Однако Сергей Муравьев-Апостол не хотел или не мог так обманывать своих. Он верит, что одна рота может увлечь полк. Начать с Черниговского. Ахтырский, Александрийский гусарский, а также Алексаполъский и 17-й егерский присоединятся, а в корпусной квартире их встретит 8-я дивизия и Артиллерийская бригада… Члены тайного общества, опираясь на бывших семеновских солдат, поднимут Тамбовский, Саратовский, Воронежский, Старооскольский, Кременчугский, Витебский, Курский полки и провозгласят свободу и равенство.
Надежда есть, крестьяне поздравляют восставших с Новым годом: «Да поможет тебе бог, добрый наш полковник, избавитель наш».

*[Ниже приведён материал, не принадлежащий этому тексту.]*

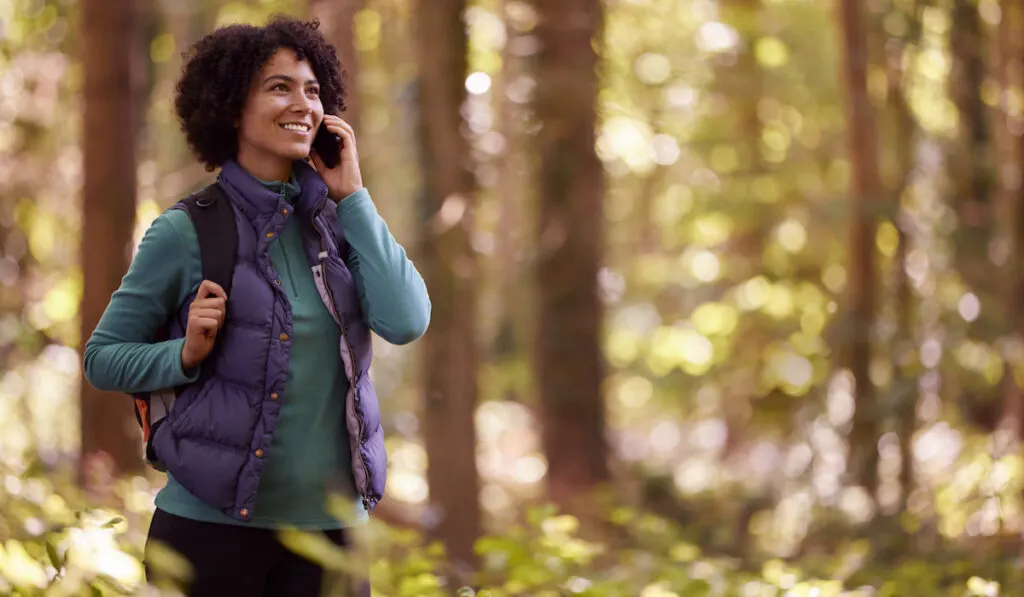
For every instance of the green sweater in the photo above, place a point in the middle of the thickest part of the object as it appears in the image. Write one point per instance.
(309, 455)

Много лет спустя немногие участники событий, которые могли рассказать о виденном, сообщали, что Сергей Муравьев-Апостол тронут был до слез, «благодарил крестьян, говорил им, что он радостно умрет за малейшее для них облегчение… Чувства сих грубых людей, искаженных рабством, утешали
С. Муравьева. Впоследствии он несколько раз говорил, что на Новый год он имел счастливейшие минуты в жизни, которые одна смерть может изгнать из его памяти».Зажечь соседей, однако, не удается.
Мозалевский с тремя солдатами в Киеве идет по указанным адресам, разбрасывая катехизис, и быстро попадает под арест.
Бестужев-Рюмин не может проехать в соседние полки и, с трудом избежав ареста, возвращается.
Артамон Муравьев не хочет поднимать ахтырских гусар.
Соединенные славяне ничего не знают, ждут, готовы действовать, но нет команды.
Тамбовский, Пензенский, Саратовский полки — везде члены тайного общества, везде бывшие семеновские солдаты, — но ничего не знают, ждут.
Восставшие движутся на Киев, до которого всего 35 верст, потом на Белую Церковь, затем — к Житомиру. Кругом пустота — ни своих, ни врагов.
Просвещенный помещик Пуликовский (в чьем владении, в Мотовиловке, остановился на день Черниговский полк) вспомнит потом:
«Бестужев довольно долго беседовал со мной и моей женой о знакомствах, которые он приобрел в виднейших семействах трех наших губерний. Он был в прекрасном настроении, полон лучших надежд на успех восстания.
Однако так как в этот день ночью мороз прекратился и настала порядочная оттепель, а от теплого дождя образовались лужи, то моя жена, смотря в окно на эту перемену погоды, сказала Бестужеву: «Если снова настанет мороз, то вы будете иметь, господа, очень скользкую дорогу».
На эти слова Бестужев побледнел, задумался и сказал: «Ах, пани, не может быть более скользкой дороги, чем та, на которой мы стоим! Однако что делать? Иначе быть не может…»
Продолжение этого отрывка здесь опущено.